During the civil war, the people of Cinquera couldn’t hope to thrive, they could only hope to survive.  At the end of our visit, Don Pablo and his friend, Réne, take us along winding back roads to a place outside of the nearby village of Guadalupe, the site of a massacre of civilian refugees during the war.  The one survivor of the attack was able to witness to what had happened.  About thirty woman and children were moving along the side of a mountain when the army caught up with them.  Machine gun fire caught all of the adults, but went over the heads of several of the smaller children, who ran into the forest.  As she hid among the trees, the witness heard one of the officers call to the children to come out.  He had food for them, he said, and milk and chocolate.  He wouldn’t hurt them, he just wanted to talk to them.  When the children finally came out from the forest, the officer asked them where the men were hiding.  When the children replied that no men were with them, the officer gave the order to his soldiers to shoot them.  Réne said that as the witness ran, she came across the body of a dead mother, her two-year-old lying across her, crying.  Take me with you, take me with you, the child begged.  The young woman hesitated, but realizing that she would not likely escape with a toddler in tow, she ran on, leaving the child behind.  When she returned to the massacre site, she saw that the child had been shot.  She still has nightmares about this, Réne says.
The Guadalupe Massacre
Without the witness, no one might have found out the truth of what happened, or ever the massacre site, the fate of so many scenes of death and destruction during the long war.  After the Guadalupe massacre, some bodies were buried, some were hacked to pieces, the arms and legs thrown into the forest to rot.  An important part of the healing process after the war has been to document atrocities, bury the dead openly, and find ways to remember that reach the majority of Salvadorans born too late to have any real memory of the conflict.  People from Cinquera gathered the remains from the massacre and built a mausoleum to house them.  Painted on the sides of the white tomb are U.S. warplanes flying over masses of protesting Salvadorans.  The United States bears a large share of the responsibility for devastation of the war, but even in the face of this, Don Pablo and Réne, like so many Salvadorans, seem to be able to forgive as long as they are not asked to forget.  Réne tells us that he still sees men in the area around Cinquera who fought as government soldiers in the war.  Most are unrepentant, and Réne says that almost all of them act as though the war never happened.  When pressed, they blame their officers for the atrocities they committed.  But, Réne says, a few of them are beginning to have doubts about what they did, and the direction the country is taking.  There’s still hope.

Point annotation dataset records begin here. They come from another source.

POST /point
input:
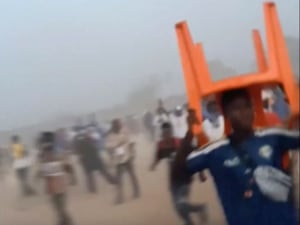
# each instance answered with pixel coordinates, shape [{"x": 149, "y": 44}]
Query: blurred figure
[
  {"x": 179, "y": 123},
  {"x": 122, "y": 150},
  {"x": 86, "y": 147},
  {"x": 52, "y": 169},
  {"x": 63, "y": 147},
  {"x": 160, "y": 117},
  {"x": 167, "y": 149},
  {"x": 21, "y": 165},
  {"x": 148, "y": 124},
  {"x": 213, "y": 124},
  {"x": 97, "y": 132}
]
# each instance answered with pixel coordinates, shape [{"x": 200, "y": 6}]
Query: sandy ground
[{"x": 153, "y": 208}]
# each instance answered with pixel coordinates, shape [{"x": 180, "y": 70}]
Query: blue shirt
[{"x": 265, "y": 147}]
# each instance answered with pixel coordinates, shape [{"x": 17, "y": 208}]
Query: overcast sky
[{"x": 60, "y": 56}]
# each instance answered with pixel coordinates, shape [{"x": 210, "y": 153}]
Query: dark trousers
[
  {"x": 184, "y": 209},
  {"x": 90, "y": 179},
  {"x": 22, "y": 175},
  {"x": 59, "y": 205},
  {"x": 128, "y": 168}
]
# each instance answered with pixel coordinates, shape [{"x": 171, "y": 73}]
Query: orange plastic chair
[{"x": 273, "y": 70}]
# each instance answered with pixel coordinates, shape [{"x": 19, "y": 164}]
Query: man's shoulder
[{"x": 211, "y": 147}]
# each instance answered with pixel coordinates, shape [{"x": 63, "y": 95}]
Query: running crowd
[{"x": 251, "y": 168}]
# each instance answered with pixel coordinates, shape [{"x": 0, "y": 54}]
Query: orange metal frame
[{"x": 274, "y": 70}]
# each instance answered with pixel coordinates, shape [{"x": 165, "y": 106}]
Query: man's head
[
  {"x": 46, "y": 141},
  {"x": 116, "y": 125},
  {"x": 178, "y": 111},
  {"x": 237, "y": 108},
  {"x": 15, "y": 139},
  {"x": 212, "y": 107},
  {"x": 166, "y": 130}
]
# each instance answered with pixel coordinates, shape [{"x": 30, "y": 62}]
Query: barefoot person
[
  {"x": 246, "y": 166},
  {"x": 122, "y": 150},
  {"x": 52, "y": 169},
  {"x": 21, "y": 165},
  {"x": 166, "y": 149},
  {"x": 86, "y": 147}
]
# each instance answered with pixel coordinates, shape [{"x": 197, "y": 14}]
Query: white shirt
[
  {"x": 179, "y": 124},
  {"x": 214, "y": 130}
]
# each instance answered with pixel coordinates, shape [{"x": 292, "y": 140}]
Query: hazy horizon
[{"x": 61, "y": 57}]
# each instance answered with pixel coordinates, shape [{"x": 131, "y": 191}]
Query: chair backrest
[{"x": 273, "y": 70}]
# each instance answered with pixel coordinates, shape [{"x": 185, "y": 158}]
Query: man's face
[
  {"x": 240, "y": 114},
  {"x": 178, "y": 112},
  {"x": 167, "y": 133},
  {"x": 212, "y": 107},
  {"x": 117, "y": 125}
]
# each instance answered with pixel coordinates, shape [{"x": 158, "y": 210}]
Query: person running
[
  {"x": 63, "y": 146},
  {"x": 213, "y": 124},
  {"x": 167, "y": 149},
  {"x": 246, "y": 166},
  {"x": 121, "y": 148},
  {"x": 178, "y": 121},
  {"x": 53, "y": 170},
  {"x": 148, "y": 124},
  {"x": 86, "y": 147},
  {"x": 160, "y": 117},
  {"x": 21, "y": 165}
]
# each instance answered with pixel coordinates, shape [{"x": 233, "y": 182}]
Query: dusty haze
[{"x": 60, "y": 58}]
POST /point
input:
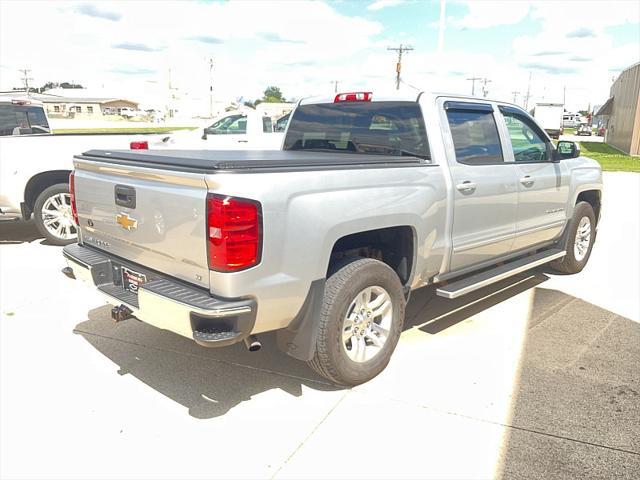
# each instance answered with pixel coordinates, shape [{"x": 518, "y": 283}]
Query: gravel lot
[{"x": 536, "y": 377}]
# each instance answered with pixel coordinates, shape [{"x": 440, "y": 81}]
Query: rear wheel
[
  {"x": 580, "y": 238},
  {"x": 53, "y": 217},
  {"x": 360, "y": 322}
]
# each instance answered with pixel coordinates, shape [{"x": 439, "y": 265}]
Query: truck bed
[{"x": 212, "y": 161}]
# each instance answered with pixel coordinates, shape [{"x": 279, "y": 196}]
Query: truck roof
[{"x": 402, "y": 96}]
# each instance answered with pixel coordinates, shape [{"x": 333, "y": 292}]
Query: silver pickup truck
[{"x": 324, "y": 240}]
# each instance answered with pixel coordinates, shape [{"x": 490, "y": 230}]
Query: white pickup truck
[
  {"x": 35, "y": 167},
  {"x": 243, "y": 129}
]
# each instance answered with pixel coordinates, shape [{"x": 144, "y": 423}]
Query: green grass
[
  {"x": 131, "y": 130},
  {"x": 611, "y": 159}
]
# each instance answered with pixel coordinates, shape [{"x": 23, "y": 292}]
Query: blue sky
[{"x": 134, "y": 48}]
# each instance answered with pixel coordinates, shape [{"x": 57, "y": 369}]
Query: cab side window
[
  {"x": 528, "y": 143},
  {"x": 475, "y": 136}
]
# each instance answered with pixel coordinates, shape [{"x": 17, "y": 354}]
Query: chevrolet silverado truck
[{"x": 324, "y": 240}]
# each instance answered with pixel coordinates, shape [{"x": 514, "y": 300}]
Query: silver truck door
[
  {"x": 485, "y": 185},
  {"x": 543, "y": 185}
]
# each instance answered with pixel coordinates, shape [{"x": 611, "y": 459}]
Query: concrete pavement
[{"x": 535, "y": 377}]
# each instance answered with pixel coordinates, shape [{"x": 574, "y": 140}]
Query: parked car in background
[
  {"x": 572, "y": 120},
  {"x": 550, "y": 117},
  {"x": 281, "y": 123},
  {"x": 35, "y": 167},
  {"x": 238, "y": 130},
  {"x": 583, "y": 129},
  {"x": 324, "y": 240}
]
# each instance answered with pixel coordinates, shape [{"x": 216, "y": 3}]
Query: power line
[
  {"x": 473, "y": 84},
  {"x": 485, "y": 90},
  {"x": 526, "y": 99},
  {"x": 210, "y": 87},
  {"x": 401, "y": 49}
]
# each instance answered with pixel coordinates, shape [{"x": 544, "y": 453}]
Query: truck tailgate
[{"x": 151, "y": 217}]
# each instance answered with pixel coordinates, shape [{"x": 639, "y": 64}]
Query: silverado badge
[{"x": 126, "y": 222}]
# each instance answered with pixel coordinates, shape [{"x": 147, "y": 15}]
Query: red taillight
[
  {"x": 72, "y": 194},
  {"x": 142, "y": 145},
  {"x": 234, "y": 233},
  {"x": 353, "y": 97}
]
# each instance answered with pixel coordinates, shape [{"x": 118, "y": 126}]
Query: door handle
[
  {"x": 466, "y": 186},
  {"x": 527, "y": 181}
]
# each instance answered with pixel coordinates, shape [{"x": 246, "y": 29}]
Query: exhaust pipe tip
[{"x": 252, "y": 343}]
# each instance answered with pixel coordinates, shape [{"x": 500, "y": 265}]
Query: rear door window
[
  {"x": 22, "y": 120},
  {"x": 267, "y": 125},
  {"x": 379, "y": 128},
  {"x": 475, "y": 136},
  {"x": 528, "y": 142}
]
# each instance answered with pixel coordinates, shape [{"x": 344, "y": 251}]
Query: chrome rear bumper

The hills where the refugees were spotted and attacked by the army
The road to the massacre site
Réne & Don Pablo at the mausoleum. The planes on the side are labeled "USA"
On top of the tomb, Monsignor Romero is pictured with two beloved rebel  commanders
Don Pablo asks if we can end with a prayer.  Actually, we end with many prayers, because there’s much to pray about.  We ask God to comfort and bless those who lost family and friends in the war.  We ask God to heal the divisions that still run so deeply between old enemies, and that continue to wrench El Salvador.  And we pray that God will heal the many who have suffered trauma and torture and feel unable to recover.  Don Pablo closes us in prayer with a litany that’s become familiar to us on our pilgrimage.  Viva Romero – Viva!  Viva international solidarity forever – Viva!